Processing: Distance of intersection between line and circle

Question

Now, I know similar questions have been asked. But none of the answers has helped me to find the result I need.

Following situation:

We have a line with a point-of-origin (PO), given as lx, ly. We also have an angle for the line in that it exits PO, where 0° means horizontally to the right, positive degrees mean clockwise. The angle is in [0;360[. Additionally we have the length of the line, since it is not infinitely long, as len.

There is also a circle with the given center-point (CP), given as cx, cy. The radius is given as cr.

I now need a function that takes these numbers as parameters and returns the distance of the closest intersection between line and circle to the PO, or -1 if no intersection occures.

My current approach is a follows:

float getDistance(float lx, float ly, float angle, float len, float cx, float cy, float cr) {
  float nlx = lx - cx;
  float nly = ly - cy;
  float m   = tan(angle);
  float b   = (-lx) * m;

  // a = m^2 + 1
  // b = 2 * m * b
  // c = b^2 - cr^2
  float[] x_12 = quadraticFormula(sq(m) + 1, 2*m*b, sq(b) - sq(cr));

  // if no intersections
  if (Float.isNaN(x_12[0]) && Float.isNaN(x_12[1]))
    return -1;

  float distance;
  if (Float.isNaN(x_12[0])) {
    distance = (x_12[1] - nlx) / cos(angle);
  } else {
    distance = (x_12[0] - nlx) / cos(angle);
  }

  if (distance <= len) {
    return distance;
  }

  return -1;
}

// solves for x
float[] quadraticFormula(float a, float b, float c) {
  float[] results = new float[2];
  results[0] = (-b + sqrt(sq(b) - 4 * a * c)) / (2*a);
  results[1] = (-b - sqrt(sq(b) - 4 * a * c)) / (2*a);
  return results;
}

But the result is not as wished. Sometimes I do get a distance returned, but that is rarely correct, there often isn't even an intersection occuring. Most of the time no intersection is returned though, although there should be one.

Any help would be much appreciated.

EDIT:

I managed to find the solution thanks to MBo's answer.
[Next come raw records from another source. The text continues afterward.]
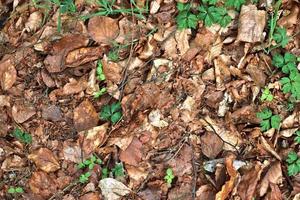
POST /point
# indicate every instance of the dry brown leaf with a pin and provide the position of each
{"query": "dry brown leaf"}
(133, 153)
(205, 192)
(113, 189)
(93, 138)
(103, 29)
(269, 148)
(34, 22)
(85, 116)
(274, 175)
(45, 160)
(251, 24)
(291, 19)
(229, 185)
(112, 71)
(22, 113)
(247, 186)
(13, 162)
(211, 144)
(42, 184)
(8, 74)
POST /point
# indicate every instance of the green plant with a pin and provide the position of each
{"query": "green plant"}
(266, 95)
(107, 8)
(118, 170)
(286, 63)
(185, 18)
(293, 163)
(104, 172)
(15, 190)
(272, 23)
(291, 85)
(214, 15)
(268, 120)
(84, 177)
(280, 37)
(297, 138)
(234, 3)
(169, 176)
(112, 113)
(90, 163)
(22, 136)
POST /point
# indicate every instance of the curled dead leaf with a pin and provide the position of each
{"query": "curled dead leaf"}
(45, 160)
(103, 29)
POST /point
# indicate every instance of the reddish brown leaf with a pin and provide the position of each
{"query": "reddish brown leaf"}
(45, 160)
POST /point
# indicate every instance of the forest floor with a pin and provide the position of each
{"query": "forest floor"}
(149, 99)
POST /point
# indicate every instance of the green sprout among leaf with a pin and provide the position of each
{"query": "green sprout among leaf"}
(293, 163)
(286, 63)
(297, 138)
(84, 177)
(104, 172)
(266, 95)
(90, 163)
(112, 113)
(268, 120)
(22, 136)
(185, 18)
(118, 170)
(169, 176)
(15, 190)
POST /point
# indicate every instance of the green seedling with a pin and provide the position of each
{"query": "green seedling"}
(297, 137)
(291, 85)
(118, 170)
(266, 95)
(268, 120)
(100, 93)
(104, 172)
(237, 4)
(185, 18)
(107, 8)
(15, 190)
(169, 176)
(112, 113)
(280, 37)
(286, 62)
(214, 15)
(100, 73)
(90, 163)
(84, 177)
(293, 163)
(22, 136)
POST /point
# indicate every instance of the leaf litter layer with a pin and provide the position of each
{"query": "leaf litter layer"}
(157, 99)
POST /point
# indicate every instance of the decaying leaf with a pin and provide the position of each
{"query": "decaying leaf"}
(103, 29)
(251, 24)
(44, 160)
(112, 189)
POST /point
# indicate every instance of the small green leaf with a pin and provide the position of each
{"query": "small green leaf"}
(275, 121)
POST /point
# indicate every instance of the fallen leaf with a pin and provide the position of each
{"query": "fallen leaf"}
(274, 175)
(13, 162)
(247, 186)
(251, 24)
(44, 160)
(113, 189)
(229, 185)
(103, 29)
(85, 116)
(22, 113)
(211, 144)
(93, 138)
(133, 153)
(42, 184)
(90, 196)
Here is the content of my finished getDistance(...)-function - maybe somebody can be helped by it:

float nlx = lx - cx;
float nly = ly - cy;

float dx = cos(angle);
float dy = sin(angle);

float[] results = quadraticFormula(1, 2*(nlx*dx + nly*dy), sq(nlx)+sq(nly)-sq(cr));

float dist = -1;

if (results[0] >= 0 && results[0] <= len)
  dist = results[0];  
if (results[1] >= 0 && results[1] <= len && results[1] < results[0])
  dist = results[1];

return dist;

Answer 1

// https://openprocessing.org/sketch/8009#
// by https://openprocessing.org/user/54?view=sketches

float circleX = 200;
float circleY = 200;
float circleRadius = 100;

float lineX1 = 350;
float lineY1 = 350;
float lineX2, lineY2;

void setup() {
size(400, 400); 
ellipseMode(RADIUS);
smooth();
}

void draw() {
background(204);

lineX2 = mouseX;
lineY2 = mouseY;

if (circleLineIntersect(lineX1, lineY1, lineX2, lineY2, circleX, circleY, circleRadius) == true) {
noFill(); 
} 
else {
fill(255);
}

ellipse(circleX, circleY, circleRadius, circleRadius);
line(lineX1, lineY1, lineX2, lineY2);

}

// Code adapted from Paul Bourke:
// http://local.wasp.uwa.edu.au/~pbourke/geometry/sphereline/raysphere.c
boolean circleLineIntersect(float x1, float y1, float x2, float y2, float cx, float cy, float cr ) {
float dx = x2 - x1;
float dy = y2 - y1;
float a = dx * dx + dy * dy;
float b = 2 * (dx * (x1 - cx) + dy * (y1 - cy));
float c = cx * cx + cy * cy;
c += x1 * x1 + y1 * y1;
c -= 2 * (cx * x1 + cy * y1);
c -= cr * cr;
float bb4ac = b * b - 4 * a * c;

//println(bb4ac);

if (bb4ac < 0) {  // Not intersecting
return false;
} 
else {

float mu = (-b + sqrt( b*b - 4*a*c )) / (2*a);
float ix1 = x1 + mu*(dx);
float iy1 = y1 + mu*(dy);
mu = (-b - sqrt(b*b - 4*a*c )) / (2*a);
float ix2 = x1 + mu*(dx);
float iy2 = y1 + mu*(dy);

// The intersection points
ellipse(ix1, iy1, 10, 10);
ellipse(ix2, iy2, 10, 10);

float testX;
float testY;
// Figure out which point is closer to the circle
if (dist(x1, y1, cx, cy) < dist(x2, y2, cx, cy)) {
testX = x2;
testY = y2; 
} else {
testX = x1;
testY = y1; 
}

if (dist(testX, testY, ix1, iy1) < dist(x1, y1, x2, y2) || dist(testX, testY, ix2, iy2) < dist(x1, y1, x2, y2)) {
return true;
} else {
return false;
}
}
}

Answer 2

Using your nlx, nly, we can build parametric equation of line segment

dx = Cos(angle)
dy = Sin(Angle)
x = nlx + t * dx
y = nly + t * dy

Condition of intersection with circumference:

(nlx + t * dx)^2 + (nly + t * dy)^2 = cr^2
t^2 * (dx^2 + dy^2) + t * (2*nlx*dx + 2*nly*dy) +  nlx^2+nly^2-cr^2 = 0

so we have quadratic equation for unknown parameter t with

a = 1
b = 2*(nlx*dx + nly*dy)
c = nlx^2+nly^2-cr^2

solve quadratic equation, find whether t lies in range 0..len.